Il y a un siècle, entre avril 1918 et le printemps 1919, une souche particulièrement virulente et contagieuse de grippe A (H1N1) décimait entre 25 et 50 millions de personnes de la population mondiale.
Connue sous le nom de "grippe espagnole", cette pandémie passée a aujourd’hui beaucoup à nous apprendre sur l’évolution possible de la Covid-19 à travers le monde. C’est en tout cas la conclusion à laquelle est parvenu Siddharth Chandra, professeur au James Madison College de l'université d'État du Michigan (MSU) aux États-Unis. Dans ses recherches publiées dans l’American Journal of Public Health, il fait le lien entre ses recherches sur la grippe espagnole et la pandémie de Covid-19. "C'était tellement surréaliste ! Tout d'un coup, je vivais mes recherches", affirme le Pr Chandra.
Des données résonnant avec la pandémie de Covid-19
Les travaux du chercheur se sont concentrés sur l’infection et la mortalité dues à la grippe espagnole entre 1918 et 1920 dans le Michigan, où 15 000 personnes sont décédées. En analysant les données recueillies, il a identifié quatre vagues distinctes : le premier pic a eu lieu en mars 1918, le deuxième en octobre 1918 qui a conduit le gouverneur de l’État à instaurer une interdiction des rassemblements publics. "Tout comme les restrictions qui ont été mises en place pendant la pandémie de Covid-19", souligne le Pr Chandra, qui note qu’après trois semaines, le nombre de cas a diminué et l’interdiction levée, ce qui a conduit à une troisième vague en décembre 1918. "L'interdiction n'a pas arrêté la propagation de la grippe. Elle a juste retardé la hausse des cas."
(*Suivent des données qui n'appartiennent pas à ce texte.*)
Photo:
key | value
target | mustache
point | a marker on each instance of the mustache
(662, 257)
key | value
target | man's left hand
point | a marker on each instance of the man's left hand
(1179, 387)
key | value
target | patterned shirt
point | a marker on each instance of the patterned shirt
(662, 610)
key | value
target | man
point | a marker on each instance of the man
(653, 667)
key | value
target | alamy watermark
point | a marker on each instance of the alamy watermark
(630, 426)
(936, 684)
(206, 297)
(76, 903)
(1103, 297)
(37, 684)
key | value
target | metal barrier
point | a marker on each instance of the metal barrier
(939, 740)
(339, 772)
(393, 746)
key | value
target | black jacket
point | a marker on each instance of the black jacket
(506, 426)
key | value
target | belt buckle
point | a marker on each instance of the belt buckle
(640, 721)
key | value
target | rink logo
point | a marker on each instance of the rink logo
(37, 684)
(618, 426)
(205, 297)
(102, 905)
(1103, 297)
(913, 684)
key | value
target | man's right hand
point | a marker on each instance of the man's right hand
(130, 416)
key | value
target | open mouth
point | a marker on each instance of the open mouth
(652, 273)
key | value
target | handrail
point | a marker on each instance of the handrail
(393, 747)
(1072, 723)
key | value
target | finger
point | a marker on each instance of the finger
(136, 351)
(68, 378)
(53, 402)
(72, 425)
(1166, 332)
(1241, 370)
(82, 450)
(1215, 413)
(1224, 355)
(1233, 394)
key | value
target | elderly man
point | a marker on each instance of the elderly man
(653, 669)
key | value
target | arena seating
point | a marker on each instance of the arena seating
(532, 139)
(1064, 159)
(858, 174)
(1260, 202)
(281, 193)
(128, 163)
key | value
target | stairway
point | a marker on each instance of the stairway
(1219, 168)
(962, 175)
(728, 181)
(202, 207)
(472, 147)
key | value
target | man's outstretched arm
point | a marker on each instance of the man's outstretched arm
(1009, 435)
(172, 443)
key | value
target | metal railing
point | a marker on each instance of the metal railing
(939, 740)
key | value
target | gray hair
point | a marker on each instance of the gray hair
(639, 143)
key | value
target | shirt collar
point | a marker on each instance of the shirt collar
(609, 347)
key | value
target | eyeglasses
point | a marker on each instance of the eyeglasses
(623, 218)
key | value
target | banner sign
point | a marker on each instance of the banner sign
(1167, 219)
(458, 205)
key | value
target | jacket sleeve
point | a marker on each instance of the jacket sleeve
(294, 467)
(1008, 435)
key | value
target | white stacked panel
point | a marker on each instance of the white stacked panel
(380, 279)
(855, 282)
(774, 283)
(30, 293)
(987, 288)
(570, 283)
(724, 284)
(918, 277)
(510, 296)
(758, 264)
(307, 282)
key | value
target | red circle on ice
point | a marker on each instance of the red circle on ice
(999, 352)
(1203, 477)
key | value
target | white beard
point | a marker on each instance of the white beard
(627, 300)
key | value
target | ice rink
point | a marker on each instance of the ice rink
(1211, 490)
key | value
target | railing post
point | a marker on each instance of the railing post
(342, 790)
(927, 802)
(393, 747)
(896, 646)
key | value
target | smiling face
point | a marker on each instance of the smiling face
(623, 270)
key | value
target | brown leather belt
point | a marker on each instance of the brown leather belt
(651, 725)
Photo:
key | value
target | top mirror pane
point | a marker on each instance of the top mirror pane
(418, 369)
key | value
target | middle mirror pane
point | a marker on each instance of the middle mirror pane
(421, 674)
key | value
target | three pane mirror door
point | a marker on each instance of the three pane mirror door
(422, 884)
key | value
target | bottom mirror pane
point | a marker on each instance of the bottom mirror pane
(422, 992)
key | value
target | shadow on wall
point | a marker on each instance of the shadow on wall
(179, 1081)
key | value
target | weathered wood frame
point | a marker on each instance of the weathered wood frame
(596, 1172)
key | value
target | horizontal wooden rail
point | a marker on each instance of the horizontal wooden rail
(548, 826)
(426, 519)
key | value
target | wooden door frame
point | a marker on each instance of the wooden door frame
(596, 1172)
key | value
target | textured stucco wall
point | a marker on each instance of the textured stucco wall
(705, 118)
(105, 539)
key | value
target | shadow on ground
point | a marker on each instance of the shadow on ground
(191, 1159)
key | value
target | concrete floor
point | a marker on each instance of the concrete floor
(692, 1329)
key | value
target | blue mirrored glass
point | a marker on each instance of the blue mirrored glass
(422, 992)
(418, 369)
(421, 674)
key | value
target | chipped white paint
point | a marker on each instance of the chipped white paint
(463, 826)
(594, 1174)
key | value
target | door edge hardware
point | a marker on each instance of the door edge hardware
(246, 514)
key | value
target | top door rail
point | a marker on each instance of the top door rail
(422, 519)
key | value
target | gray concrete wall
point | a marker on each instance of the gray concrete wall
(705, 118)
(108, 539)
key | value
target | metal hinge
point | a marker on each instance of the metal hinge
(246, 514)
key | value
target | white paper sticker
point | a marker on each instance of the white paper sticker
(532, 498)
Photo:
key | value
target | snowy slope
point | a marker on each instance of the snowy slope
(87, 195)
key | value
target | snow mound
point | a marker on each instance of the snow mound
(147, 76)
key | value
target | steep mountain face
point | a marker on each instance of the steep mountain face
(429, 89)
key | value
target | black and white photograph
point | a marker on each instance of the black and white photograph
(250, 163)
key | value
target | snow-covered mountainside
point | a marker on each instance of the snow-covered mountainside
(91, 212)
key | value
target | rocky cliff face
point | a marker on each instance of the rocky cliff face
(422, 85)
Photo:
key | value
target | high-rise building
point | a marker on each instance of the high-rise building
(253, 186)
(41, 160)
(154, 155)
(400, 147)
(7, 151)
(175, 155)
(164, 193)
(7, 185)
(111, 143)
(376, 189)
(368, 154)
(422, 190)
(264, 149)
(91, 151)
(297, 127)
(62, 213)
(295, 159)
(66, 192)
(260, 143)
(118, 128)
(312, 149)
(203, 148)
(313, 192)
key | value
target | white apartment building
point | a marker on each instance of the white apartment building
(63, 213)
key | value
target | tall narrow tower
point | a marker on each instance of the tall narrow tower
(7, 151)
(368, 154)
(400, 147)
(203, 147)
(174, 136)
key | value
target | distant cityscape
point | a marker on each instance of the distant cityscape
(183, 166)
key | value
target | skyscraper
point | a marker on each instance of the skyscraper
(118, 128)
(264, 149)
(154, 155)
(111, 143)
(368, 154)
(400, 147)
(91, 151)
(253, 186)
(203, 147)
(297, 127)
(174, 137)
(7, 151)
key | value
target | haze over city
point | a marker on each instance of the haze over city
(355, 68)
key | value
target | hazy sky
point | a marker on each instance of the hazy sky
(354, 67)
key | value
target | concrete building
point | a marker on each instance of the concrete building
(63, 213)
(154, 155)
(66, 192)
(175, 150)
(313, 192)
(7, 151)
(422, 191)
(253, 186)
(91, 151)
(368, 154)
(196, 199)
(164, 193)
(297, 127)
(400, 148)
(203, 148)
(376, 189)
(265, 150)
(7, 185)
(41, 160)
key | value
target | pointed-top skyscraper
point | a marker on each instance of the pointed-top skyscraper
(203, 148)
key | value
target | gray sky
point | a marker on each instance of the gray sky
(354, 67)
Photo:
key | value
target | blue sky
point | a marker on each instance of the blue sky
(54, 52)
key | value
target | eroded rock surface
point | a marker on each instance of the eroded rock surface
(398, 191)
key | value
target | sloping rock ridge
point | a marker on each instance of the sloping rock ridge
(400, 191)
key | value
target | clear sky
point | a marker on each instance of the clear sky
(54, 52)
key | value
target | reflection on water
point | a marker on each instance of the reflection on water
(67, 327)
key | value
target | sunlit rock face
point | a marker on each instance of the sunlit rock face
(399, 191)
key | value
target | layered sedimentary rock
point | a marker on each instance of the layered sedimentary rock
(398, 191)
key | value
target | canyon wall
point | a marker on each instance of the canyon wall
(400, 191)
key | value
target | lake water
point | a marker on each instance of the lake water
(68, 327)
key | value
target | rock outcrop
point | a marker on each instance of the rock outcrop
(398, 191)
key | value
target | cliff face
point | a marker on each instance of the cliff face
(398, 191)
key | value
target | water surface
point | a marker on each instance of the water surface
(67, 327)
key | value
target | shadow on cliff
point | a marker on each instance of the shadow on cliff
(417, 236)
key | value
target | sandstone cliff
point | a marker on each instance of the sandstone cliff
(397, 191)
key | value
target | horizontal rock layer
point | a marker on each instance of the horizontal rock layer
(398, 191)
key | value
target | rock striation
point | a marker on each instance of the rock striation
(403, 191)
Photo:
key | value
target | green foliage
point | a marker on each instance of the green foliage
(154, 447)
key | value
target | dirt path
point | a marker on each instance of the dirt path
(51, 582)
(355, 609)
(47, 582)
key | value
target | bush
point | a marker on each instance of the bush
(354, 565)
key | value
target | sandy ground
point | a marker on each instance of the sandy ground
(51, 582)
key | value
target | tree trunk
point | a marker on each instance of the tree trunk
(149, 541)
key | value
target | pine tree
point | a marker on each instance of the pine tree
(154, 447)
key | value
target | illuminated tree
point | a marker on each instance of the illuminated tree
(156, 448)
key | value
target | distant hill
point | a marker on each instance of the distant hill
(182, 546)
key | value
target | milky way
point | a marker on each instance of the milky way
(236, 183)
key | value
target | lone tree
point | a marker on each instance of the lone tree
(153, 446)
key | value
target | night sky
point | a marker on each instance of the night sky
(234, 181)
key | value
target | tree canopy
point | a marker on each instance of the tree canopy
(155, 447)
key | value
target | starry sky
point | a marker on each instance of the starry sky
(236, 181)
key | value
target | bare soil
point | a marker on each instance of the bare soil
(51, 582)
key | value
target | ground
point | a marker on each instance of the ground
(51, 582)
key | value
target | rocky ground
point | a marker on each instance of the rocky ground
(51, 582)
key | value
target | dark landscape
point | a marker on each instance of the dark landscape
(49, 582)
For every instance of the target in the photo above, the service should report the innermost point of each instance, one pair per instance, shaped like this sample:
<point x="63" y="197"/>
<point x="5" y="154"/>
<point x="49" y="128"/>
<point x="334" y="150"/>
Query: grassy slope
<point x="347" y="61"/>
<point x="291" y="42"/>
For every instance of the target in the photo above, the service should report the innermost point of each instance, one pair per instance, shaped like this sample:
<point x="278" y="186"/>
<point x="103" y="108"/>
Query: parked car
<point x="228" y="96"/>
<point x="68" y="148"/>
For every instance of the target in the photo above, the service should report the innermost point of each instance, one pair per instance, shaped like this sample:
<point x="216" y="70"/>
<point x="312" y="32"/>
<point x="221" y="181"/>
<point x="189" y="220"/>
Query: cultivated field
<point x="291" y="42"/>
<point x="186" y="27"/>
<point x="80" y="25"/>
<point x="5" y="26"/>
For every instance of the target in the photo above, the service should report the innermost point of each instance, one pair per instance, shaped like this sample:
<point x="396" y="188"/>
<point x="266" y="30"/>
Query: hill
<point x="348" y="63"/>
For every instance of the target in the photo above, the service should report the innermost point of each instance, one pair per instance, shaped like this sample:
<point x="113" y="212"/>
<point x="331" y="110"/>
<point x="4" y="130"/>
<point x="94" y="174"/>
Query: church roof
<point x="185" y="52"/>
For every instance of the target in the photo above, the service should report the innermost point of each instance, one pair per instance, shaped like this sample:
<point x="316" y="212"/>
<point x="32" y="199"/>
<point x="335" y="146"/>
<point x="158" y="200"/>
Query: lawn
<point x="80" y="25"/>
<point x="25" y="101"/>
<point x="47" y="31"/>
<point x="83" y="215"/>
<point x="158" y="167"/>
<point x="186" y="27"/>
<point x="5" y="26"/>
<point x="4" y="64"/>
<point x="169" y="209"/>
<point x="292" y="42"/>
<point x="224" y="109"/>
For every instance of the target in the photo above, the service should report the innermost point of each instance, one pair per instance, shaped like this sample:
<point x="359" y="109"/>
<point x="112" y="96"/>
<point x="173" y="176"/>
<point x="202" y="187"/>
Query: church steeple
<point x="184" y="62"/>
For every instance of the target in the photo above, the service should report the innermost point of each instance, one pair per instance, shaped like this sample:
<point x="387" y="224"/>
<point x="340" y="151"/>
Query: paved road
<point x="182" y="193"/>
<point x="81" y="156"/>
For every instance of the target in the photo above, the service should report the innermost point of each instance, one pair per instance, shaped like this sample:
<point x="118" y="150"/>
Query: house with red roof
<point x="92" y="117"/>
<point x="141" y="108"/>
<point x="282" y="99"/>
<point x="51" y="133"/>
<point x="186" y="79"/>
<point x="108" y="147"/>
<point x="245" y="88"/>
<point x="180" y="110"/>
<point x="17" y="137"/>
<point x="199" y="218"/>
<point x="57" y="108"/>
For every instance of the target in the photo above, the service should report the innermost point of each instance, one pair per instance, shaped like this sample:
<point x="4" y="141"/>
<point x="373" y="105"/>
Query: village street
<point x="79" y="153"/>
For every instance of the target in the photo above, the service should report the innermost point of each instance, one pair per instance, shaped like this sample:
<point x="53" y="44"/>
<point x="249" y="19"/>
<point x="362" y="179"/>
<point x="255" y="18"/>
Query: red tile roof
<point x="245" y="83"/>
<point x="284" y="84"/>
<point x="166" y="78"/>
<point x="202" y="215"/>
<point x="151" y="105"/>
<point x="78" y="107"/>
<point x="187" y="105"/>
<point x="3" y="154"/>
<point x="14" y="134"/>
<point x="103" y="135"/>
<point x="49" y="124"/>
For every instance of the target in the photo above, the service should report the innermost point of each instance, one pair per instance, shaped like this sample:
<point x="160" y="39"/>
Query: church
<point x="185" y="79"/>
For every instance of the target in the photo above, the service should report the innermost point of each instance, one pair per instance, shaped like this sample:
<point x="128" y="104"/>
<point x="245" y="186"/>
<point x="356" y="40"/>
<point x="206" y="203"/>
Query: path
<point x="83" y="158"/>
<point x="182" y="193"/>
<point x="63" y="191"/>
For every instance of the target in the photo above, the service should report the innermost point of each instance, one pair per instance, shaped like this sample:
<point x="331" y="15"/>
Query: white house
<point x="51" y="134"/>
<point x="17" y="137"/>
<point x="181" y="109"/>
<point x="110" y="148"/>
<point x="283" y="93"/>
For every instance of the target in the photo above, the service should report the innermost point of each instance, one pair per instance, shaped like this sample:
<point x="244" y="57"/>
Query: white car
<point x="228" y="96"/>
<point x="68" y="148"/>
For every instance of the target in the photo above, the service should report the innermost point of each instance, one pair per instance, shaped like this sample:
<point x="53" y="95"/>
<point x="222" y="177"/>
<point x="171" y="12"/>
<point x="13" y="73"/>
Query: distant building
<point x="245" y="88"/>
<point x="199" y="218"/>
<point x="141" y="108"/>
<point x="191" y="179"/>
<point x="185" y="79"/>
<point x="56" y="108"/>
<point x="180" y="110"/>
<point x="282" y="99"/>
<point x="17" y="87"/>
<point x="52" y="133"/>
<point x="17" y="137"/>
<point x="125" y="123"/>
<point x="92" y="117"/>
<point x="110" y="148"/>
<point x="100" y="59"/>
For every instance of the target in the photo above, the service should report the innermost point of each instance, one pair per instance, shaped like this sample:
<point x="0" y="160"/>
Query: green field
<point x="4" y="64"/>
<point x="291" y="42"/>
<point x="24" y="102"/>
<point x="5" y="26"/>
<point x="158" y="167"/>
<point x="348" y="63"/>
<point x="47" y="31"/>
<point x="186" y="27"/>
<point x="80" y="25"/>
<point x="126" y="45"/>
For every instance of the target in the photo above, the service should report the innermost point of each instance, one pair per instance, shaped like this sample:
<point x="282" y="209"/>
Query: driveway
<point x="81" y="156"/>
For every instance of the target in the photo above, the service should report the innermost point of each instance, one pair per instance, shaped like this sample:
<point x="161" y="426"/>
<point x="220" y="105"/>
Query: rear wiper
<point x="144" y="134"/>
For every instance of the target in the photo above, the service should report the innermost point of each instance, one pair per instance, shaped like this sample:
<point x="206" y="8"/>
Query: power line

La cartographie des données montrant les pics épidémiques au fil du temps montre que le virus s’est déplacé des comtés de la partie sud de l’État en octobre 1918 vers le centre de l’État en décembre. Mais la donnée la plus surprenante est apparue en février 1920, lorsque l’État a connu sa vague la plus importante.
Le risque d’une forte vague épidémique fin 2021
Pour le Pr Chandra, cette forte hausse des cas est dû à la fin de la Première Guerre mondiale, lorsque les hommes sont retournés dans leurs familles. "Nous avions un agent mobile qui ramenait le virus à la maison pour infecter les membres de la famille, ce qui expliquerait l'augmentation des cas chez les enfants et les personnes âgées", avance le chercheur, qui explique qu’il ne s’agit pour l’heure que de suppositions.
Il est aussi possible que les températures fraîches et la faible humidité de l’air en février 1920 aient fourni des conditions optimales pour la propagation du virus. Enfin, le dernier facteur qui a joué un rôle est l’absence de vaccin. Une grande différence avec la pandémie actuelle, puisque plusieurs vaccins sont aujourd’hui disponibles.
Le Pr Chandra estime que l'un des principaux enseignements de la pandémie de 1918 qui peut éclairer la réponse de santé publique à la pandémie de Covid-19 est le nombre de personnes sensibles au virus. Selon lui, cela signifie qu'il est possible qu'un pic comme celui de février 1920 se produise fin 2021 ou début 2022. "Tant de personnes resteront sensibles jusqu'à ce qu'elles soient vaccinées. De mauvaises choses peuvent encore se produire dans un an ou deux, même si nous constatons une diminution du nombre de cas aujourd'hui. Il y a encore plus de 200 millions de personnes qui se promènent et qui sont sensibles au virus, moi y compris", conclut-il.